Boof Watch continues tonight at the IPL!

Let's get something very clear here. Having watched enough of the IPL competition, the Rajasthan Royals are my new favourite team. Why? The Australian players seem so oddly dissimilar from the boring Alan Border Academy clones that get churned out with such overwhelming rapidity. Sure, it is excellent watching Australia win tests and one-dayers and 20-20 games. However, the much repeated comment in bars across the nation during cricket season is "where have all the characters gone?"

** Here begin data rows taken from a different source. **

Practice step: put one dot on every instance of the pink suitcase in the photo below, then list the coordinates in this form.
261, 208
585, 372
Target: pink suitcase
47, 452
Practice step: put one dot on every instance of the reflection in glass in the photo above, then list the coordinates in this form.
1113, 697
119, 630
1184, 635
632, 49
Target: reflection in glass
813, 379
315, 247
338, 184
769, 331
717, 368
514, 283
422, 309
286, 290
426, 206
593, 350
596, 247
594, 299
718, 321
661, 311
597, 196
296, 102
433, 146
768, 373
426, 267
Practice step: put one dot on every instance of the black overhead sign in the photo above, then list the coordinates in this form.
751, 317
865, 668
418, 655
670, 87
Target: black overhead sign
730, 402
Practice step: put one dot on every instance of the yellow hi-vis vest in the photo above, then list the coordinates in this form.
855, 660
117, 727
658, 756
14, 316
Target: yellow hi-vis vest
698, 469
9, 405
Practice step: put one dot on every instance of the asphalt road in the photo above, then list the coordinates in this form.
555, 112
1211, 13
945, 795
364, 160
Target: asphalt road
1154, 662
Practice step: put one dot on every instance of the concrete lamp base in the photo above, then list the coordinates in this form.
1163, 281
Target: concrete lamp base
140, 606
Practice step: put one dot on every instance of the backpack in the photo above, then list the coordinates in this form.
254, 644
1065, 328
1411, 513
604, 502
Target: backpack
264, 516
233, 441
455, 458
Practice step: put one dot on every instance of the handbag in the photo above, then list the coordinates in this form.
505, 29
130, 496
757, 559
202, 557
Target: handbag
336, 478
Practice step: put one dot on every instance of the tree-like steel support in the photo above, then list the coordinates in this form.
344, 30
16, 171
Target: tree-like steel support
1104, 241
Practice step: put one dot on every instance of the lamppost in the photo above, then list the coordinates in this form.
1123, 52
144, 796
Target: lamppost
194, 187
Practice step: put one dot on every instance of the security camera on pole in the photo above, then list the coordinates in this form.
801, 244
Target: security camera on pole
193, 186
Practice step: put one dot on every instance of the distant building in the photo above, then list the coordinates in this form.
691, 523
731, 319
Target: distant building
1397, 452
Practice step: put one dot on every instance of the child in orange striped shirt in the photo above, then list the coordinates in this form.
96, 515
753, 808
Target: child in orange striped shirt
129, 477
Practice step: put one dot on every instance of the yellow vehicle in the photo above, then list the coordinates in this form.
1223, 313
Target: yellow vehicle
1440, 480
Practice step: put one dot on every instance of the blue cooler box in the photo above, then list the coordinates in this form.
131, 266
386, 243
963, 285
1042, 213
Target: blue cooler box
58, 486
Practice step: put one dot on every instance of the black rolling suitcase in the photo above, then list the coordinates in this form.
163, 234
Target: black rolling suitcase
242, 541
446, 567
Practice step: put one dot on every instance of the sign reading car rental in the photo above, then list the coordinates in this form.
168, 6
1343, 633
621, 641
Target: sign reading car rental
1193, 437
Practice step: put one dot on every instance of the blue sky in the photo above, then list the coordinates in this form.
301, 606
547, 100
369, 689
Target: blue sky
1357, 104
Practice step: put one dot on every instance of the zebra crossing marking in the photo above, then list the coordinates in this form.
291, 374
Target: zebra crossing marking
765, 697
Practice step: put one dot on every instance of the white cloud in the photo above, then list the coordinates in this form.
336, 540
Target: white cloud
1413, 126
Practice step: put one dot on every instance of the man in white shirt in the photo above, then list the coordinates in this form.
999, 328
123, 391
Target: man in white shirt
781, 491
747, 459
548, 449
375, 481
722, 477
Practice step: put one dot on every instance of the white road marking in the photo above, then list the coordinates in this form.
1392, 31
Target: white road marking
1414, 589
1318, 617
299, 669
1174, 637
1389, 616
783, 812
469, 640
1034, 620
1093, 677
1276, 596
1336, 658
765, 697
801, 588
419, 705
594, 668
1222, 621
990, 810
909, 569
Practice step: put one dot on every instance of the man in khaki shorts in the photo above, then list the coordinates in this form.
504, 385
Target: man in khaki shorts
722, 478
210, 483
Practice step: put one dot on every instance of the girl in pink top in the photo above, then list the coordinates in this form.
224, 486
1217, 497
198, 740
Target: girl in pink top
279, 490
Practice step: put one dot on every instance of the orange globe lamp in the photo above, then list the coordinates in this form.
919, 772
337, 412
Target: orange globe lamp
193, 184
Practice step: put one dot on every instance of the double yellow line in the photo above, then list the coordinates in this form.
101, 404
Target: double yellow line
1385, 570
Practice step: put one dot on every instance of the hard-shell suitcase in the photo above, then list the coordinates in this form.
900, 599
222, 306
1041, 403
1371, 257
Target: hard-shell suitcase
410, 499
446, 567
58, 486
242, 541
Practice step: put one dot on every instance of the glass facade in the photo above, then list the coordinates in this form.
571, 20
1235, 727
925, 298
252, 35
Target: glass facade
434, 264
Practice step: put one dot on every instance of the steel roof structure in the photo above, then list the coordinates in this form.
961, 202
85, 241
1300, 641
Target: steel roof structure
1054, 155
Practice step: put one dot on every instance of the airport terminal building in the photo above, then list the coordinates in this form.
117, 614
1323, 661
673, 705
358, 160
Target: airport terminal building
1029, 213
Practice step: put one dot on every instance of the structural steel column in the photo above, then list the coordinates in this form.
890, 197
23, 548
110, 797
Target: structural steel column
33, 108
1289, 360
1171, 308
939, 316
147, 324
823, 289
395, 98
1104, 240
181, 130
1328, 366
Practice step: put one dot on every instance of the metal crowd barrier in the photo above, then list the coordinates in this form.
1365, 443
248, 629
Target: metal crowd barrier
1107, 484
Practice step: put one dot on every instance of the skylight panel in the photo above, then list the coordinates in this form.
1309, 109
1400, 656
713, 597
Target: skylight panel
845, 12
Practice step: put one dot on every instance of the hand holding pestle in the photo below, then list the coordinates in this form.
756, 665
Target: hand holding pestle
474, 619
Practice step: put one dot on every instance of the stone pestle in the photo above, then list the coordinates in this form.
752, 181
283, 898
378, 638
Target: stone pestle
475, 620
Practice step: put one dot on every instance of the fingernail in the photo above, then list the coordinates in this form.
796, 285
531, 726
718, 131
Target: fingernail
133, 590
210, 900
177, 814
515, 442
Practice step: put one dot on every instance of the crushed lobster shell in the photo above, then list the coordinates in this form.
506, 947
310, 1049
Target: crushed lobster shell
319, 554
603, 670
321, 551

Hohns et al at the Australian selection table have always been quick to find players whose character levels have been deemed excessive. Shane Warne {who couldn't be dropped - he is too damn good}, Darren Lehmann and Stuart Macgill are your most recent examples. Typically, the selectors - with help from the likes of Robert Craddock send out a message about these guys. They can't field. They are not fit enough for the rigours of the modern game. They don't "fit in."

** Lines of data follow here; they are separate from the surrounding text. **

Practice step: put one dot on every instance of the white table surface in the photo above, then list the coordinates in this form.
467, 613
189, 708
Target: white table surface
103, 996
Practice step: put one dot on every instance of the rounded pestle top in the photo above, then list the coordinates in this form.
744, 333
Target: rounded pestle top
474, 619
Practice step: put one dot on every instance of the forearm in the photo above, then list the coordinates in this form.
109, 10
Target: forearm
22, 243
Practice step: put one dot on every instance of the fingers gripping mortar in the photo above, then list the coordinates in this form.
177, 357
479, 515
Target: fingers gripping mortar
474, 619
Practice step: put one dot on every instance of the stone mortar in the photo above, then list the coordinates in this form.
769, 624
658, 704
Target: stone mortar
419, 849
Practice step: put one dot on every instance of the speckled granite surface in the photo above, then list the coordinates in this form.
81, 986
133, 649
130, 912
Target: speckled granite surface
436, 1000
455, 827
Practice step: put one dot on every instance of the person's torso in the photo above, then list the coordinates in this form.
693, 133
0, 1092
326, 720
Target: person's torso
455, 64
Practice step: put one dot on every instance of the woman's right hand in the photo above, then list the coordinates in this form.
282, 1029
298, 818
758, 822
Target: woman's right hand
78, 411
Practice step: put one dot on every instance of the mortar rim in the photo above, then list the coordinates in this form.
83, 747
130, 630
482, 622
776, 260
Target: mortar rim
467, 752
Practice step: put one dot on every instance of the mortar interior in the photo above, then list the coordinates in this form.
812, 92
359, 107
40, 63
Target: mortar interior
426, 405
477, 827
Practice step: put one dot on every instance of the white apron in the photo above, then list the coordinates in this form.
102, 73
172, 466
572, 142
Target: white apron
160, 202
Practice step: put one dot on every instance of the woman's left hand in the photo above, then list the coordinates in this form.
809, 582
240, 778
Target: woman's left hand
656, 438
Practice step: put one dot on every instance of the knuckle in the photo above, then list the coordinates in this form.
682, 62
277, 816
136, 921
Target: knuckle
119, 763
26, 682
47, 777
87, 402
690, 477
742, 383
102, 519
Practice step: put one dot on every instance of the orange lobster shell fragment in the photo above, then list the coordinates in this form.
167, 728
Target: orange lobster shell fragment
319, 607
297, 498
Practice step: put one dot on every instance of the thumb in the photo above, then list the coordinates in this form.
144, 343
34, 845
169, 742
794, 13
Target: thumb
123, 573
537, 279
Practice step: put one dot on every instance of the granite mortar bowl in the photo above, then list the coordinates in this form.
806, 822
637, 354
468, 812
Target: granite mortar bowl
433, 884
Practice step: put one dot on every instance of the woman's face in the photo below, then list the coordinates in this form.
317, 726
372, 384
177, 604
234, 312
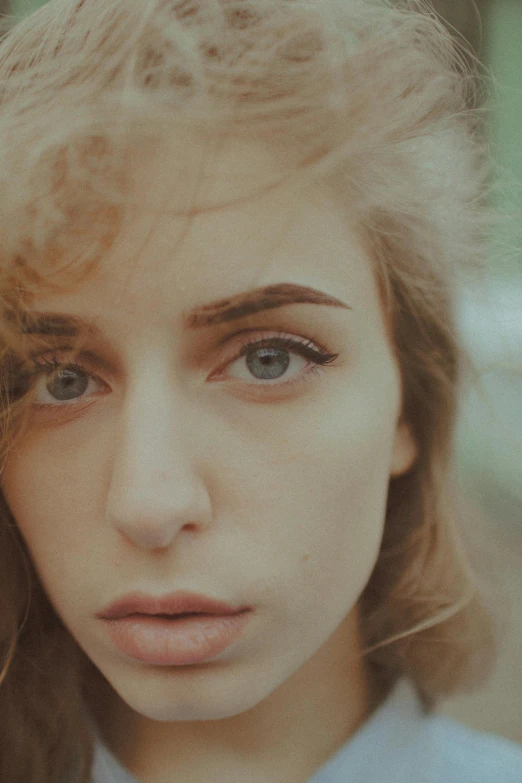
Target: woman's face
173, 461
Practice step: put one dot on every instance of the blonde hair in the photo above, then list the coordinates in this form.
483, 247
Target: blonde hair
370, 98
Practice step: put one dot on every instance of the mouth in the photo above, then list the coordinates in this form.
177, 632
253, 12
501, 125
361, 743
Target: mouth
174, 605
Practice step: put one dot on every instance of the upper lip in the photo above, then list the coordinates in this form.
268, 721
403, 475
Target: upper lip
173, 603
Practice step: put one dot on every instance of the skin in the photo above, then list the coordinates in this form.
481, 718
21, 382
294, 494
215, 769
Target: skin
160, 478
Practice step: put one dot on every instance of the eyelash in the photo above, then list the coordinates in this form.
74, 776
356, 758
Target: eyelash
305, 348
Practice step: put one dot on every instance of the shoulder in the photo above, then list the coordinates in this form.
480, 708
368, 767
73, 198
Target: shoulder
468, 756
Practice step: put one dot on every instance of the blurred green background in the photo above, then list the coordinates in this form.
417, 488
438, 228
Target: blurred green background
489, 438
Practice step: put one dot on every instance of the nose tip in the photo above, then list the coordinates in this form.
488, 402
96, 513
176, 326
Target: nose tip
156, 488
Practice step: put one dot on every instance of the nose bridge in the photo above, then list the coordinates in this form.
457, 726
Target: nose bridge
154, 488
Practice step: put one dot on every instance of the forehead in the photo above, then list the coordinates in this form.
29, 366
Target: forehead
208, 222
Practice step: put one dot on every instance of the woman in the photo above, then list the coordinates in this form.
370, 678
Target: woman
230, 238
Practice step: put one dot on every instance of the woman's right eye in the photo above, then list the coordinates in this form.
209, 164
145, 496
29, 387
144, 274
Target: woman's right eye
60, 383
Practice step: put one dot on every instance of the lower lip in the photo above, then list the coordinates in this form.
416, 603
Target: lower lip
164, 642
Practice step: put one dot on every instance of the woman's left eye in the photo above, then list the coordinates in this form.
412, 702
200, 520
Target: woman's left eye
270, 360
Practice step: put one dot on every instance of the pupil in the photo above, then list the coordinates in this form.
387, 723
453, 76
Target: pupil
268, 363
68, 384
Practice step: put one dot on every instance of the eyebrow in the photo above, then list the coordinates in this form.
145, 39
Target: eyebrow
222, 311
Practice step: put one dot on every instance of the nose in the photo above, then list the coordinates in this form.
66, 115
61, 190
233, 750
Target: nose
155, 490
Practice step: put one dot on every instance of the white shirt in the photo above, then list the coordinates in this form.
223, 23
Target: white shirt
399, 743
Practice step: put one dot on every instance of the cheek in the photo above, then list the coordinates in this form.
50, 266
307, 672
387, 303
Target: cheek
50, 504
323, 504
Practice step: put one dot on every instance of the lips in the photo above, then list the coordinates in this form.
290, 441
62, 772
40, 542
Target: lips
171, 605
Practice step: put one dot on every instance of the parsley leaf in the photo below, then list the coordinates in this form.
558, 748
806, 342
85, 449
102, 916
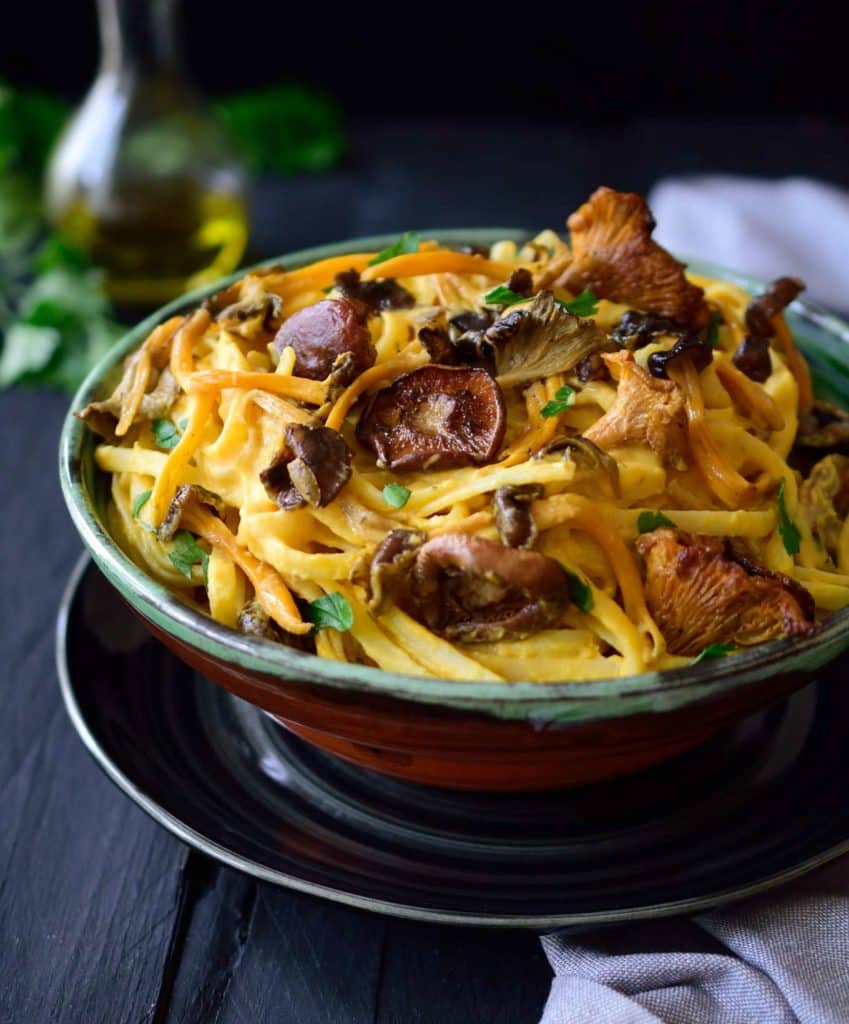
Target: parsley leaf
585, 304
649, 519
563, 397
396, 495
185, 552
791, 538
503, 296
140, 501
713, 331
332, 611
714, 650
166, 434
580, 592
408, 243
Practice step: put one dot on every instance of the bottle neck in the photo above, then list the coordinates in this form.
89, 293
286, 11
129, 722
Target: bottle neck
139, 36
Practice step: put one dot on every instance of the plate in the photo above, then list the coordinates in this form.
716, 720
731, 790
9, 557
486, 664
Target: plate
752, 808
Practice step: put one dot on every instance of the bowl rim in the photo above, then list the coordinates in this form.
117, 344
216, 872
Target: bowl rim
541, 701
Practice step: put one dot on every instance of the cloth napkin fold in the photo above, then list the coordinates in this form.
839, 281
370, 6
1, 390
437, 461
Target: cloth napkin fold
767, 228
781, 957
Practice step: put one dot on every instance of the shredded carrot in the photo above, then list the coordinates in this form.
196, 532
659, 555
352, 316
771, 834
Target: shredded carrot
301, 388
731, 488
171, 473
182, 359
589, 517
437, 261
271, 592
749, 393
796, 361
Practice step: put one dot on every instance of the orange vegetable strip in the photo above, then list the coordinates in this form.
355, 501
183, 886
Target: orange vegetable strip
796, 361
437, 261
270, 591
591, 519
182, 360
301, 388
171, 473
731, 488
749, 393
375, 375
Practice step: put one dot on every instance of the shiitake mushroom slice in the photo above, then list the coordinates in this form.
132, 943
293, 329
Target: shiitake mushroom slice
435, 417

Take Rajasthan. Leading the IPL 20-20 competition. A squad seemingly bereft of any big name players in their prime. Your highest paid players: Mohammed Kaif and Graeme Smith. Good players, not Marquee types by the standard of this competition though. Compare those "marquee" players with the Deccan Chargers - Gilchrist, Gibbs, Symonds etc... What do Rajasthan have?? Characters. Warne and Boof in one team! Another fringe character in Justin Langer almost had his name on the team sheet as well! Langer may not fill everyones definition of a character but his sheer joy at playing cricket for Australia was a joy to watch. Add to this mix Dimitri Mascarenhas - who looks like a pirate - and you have the IPL's coolest franchise.

Watching this team beat up on the boring likes of Ricky "We'll have a bowl" Ponting, Andrew Symonds (More ads, more boring) and Rahul (I can't believe this isn't a test match) Dravid has sent me to IPL heaven.

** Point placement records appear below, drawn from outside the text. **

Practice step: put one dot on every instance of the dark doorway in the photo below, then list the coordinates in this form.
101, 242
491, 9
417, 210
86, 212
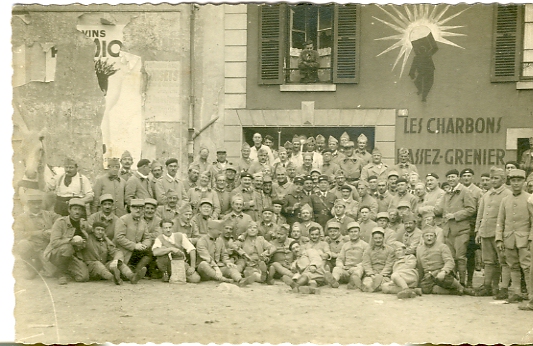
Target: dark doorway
283, 134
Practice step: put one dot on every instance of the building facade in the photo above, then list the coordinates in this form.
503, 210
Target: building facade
454, 84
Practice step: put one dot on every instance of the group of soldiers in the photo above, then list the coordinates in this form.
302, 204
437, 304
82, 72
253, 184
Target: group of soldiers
310, 213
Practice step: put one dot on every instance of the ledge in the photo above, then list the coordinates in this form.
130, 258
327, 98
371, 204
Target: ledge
524, 85
308, 87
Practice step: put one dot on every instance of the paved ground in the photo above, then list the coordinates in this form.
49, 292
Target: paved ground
152, 311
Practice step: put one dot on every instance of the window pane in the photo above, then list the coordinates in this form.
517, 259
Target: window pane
529, 13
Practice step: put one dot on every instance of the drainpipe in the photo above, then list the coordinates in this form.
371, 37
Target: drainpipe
192, 96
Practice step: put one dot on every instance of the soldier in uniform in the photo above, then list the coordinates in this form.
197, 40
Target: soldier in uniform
105, 215
126, 160
244, 161
351, 165
294, 201
32, 231
364, 156
514, 232
110, 183
375, 166
323, 201
404, 167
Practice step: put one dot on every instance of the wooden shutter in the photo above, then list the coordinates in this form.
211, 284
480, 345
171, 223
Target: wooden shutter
346, 48
507, 36
271, 34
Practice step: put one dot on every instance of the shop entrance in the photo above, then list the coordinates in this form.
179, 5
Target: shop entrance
284, 134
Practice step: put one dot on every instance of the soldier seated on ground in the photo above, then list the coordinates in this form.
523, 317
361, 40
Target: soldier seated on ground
437, 265
257, 253
213, 257
282, 258
102, 258
377, 262
349, 267
404, 278
67, 239
308, 271
169, 246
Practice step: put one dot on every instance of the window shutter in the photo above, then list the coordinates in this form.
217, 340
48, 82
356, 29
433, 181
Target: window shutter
346, 51
271, 33
507, 34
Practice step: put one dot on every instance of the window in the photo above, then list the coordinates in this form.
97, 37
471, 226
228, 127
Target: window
512, 43
284, 30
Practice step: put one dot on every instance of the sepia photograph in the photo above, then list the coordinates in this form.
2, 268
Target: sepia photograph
302, 172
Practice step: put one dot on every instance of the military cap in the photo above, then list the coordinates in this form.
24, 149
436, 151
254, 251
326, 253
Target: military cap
246, 175
307, 207
393, 174
106, 197
215, 224
172, 192
267, 209
353, 224
171, 161
150, 201
452, 171
362, 137
496, 171
346, 187
383, 215
34, 196
378, 230
409, 217
205, 201
333, 224
403, 151
427, 212
155, 164
69, 162
113, 161
76, 201
434, 175
137, 202
126, 154
143, 162
277, 201
323, 178
340, 202
185, 207
467, 170
404, 204
98, 224
517, 173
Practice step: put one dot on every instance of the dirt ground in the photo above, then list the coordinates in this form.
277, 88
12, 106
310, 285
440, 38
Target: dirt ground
152, 311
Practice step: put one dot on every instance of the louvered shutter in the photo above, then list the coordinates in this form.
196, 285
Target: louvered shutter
346, 49
507, 35
271, 40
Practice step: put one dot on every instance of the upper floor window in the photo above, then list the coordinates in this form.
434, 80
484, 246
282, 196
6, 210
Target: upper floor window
512, 43
330, 30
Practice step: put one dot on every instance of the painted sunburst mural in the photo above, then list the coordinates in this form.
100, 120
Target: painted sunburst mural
419, 29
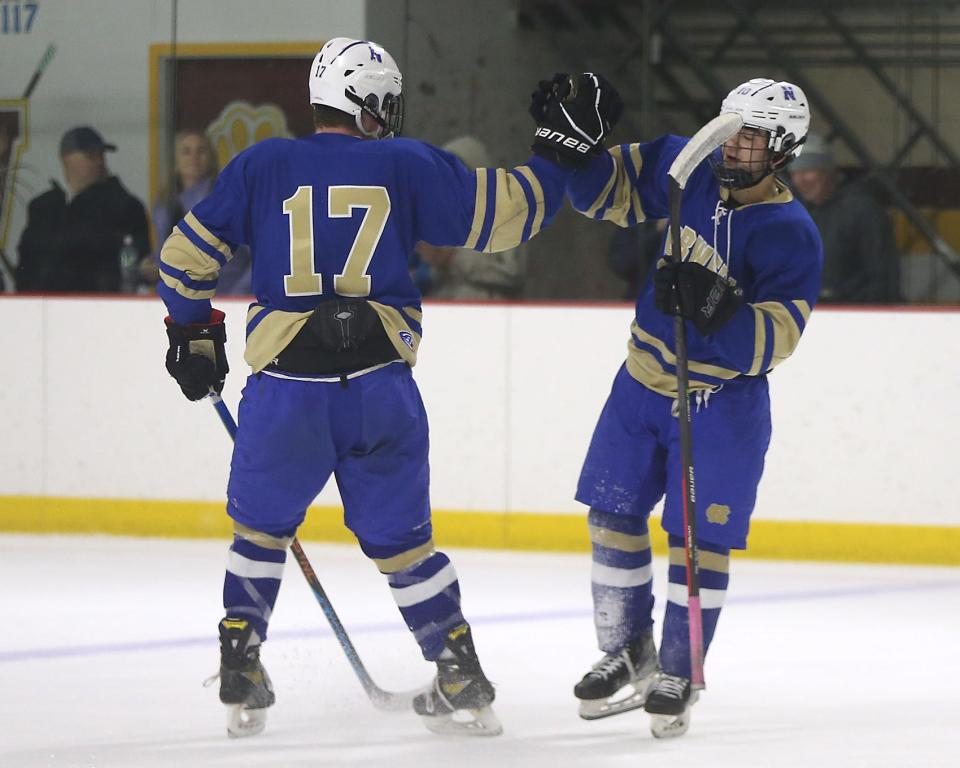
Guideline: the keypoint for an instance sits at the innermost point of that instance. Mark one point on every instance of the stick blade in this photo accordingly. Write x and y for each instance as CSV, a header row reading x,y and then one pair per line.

In some way, the fact that I like watching Rajasthan more than the Australian cricket team must send some kind of message to the ACB. Though, as we watch more clones come off the production line this summer, it will seem quite unlikely that they get it. The only thing left to do is kidnap Shane Watson and fill his vacant alrounder slot with the Postman from Perth.

Anyway, this post is about BOOF WATCH! Hopefully we see his ampleness playing for the Royals tonight. Get on the Royal train. Or as an Indian Signwriter might put it: 'Royals hit most Sixes Warnie Boof express Royals!'

1 comment:

Captain Carnage said...

"I really used my melon out there today...but my bowling was like rice".

Lehmann at a press conference after a South Australia victory. Jamie Siddons bet him he couldn't use the words melon and rice in his victory speech.